"Lichtenstein, The Artist's Studio: The Dance, 1974" (1975)
Signed Richard Pettibone and dated 1975 on verso. Acrylic and silkscreen inks on canvas, in artist's frame, 14.8 x 19.5 cm. This work is one from an edition of approximately 20.
O.K. Harris Gallery, New York.
Price in an art lottery 1975 at Törnbloms Annonsbyrå, Stockholm.
Private Collection, Stockholm.
Richard Pettibone’s version of Roy Lichtenstein’s ”The Artist's Studio: The Dance, 1974” is an excellent example of American appropriation art. Pettibone was one of the pioneers of this genre. For more than 40 years, he has produced precise postcard-sized paintings, copies of familiar masterworks by contemporary artists. His works include tiny versions of Warhol’s soup tins, Lichtenstein’s cartoon panels and Mondrian’s right angles. In his art that represents art, Pettibone seeks to ask questions such as: Who owns an artistic idea? What is originality? His art has played a major role in the mix of inspiration, borrowing and recycling that makes up postmodernist art.

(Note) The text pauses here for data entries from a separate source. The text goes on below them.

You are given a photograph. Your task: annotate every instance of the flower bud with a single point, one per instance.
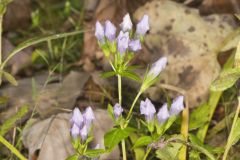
(157, 67)
(135, 45)
(147, 109)
(110, 31)
(142, 26)
(127, 23)
(163, 114)
(75, 131)
(177, 105)
(88, 117)
(77, 117)
(122, 42)
(99, 32)
(117, 110)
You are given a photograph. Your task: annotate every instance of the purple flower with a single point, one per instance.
(75, 131)
(110, 31)
(117, 110)
(123, 40)
(77, 117)
(163, 114)
(177, 105)
(135, 45)
(99, 32)
(84, 133)
(143, 26)
(127, 23)
(88, 117)
(157, 67)
(148, 109)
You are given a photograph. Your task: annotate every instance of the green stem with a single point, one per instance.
(12, 148)
(119, 89)
(124, 150)
(147, 153)
(133, 104)
(1, 18)
(228, 146)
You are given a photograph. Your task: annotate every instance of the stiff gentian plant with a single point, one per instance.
(120, 50)
(81, 127)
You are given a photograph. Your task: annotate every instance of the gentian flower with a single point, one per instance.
(126, 25)
(75, 131)
(88, 117)
(135, 45)
(148, 109)
(84, 133)
(77, 117)
(110, 31)
(177, 105)
(157, 67)
(99, 32)
(117, 110)
(122, 40)
(142, 26)
(163, 114)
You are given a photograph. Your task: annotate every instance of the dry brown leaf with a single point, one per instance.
(220, 6)
(189, 41)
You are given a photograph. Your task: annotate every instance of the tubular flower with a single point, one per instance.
(88, 117)
(163, 114)
(122, 42)
(126, 25)
(177, 105)
(147, 109)
(117, 110)
(99, 32)
(110, 31)
(157, 67)
(135, 45)
(143, 26)
(75, 131)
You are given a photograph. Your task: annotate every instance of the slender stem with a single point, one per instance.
(124, 150)
(133, 104)
(12, 148)
(119, 89)
(1, 18)
(147, 153)
(228, 146)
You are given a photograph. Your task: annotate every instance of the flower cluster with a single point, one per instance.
(125, 40)
(148, 109)
(81, 123)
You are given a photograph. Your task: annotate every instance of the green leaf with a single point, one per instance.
(110, 111)
(3, 100)
(37, 40)
(169, 152)
(94, 153)
(10, 78)
(197, 144)
(73, 157)
(130, 75)
(39, 54)
(114, 136)
(235, 133)
(196, 118)
(226, 79)
(108, 74)
(10, 123)
(143, 141)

Artists who work with appropriation art deliberately copy existing images and works of art to transform them into their own art. This is not theft or plagiarism as they do not claim to be the originators of these pictures. Instead appropriation artists want the audience to recognize the pictures they have recreated and transfer the context and their associations from this subject to the new work, whether this is a painting, a sculpture, a collage, an object or an entire installation.
Pettibone started producing exact copies of existing works of art in miniature format in 1964. He based the size of the work on pictures he had seen in magazines, such as Art Forum, and then reproduced them with pedantic accuracy, recreating the process of the original artist and then mounting the canvases on frames.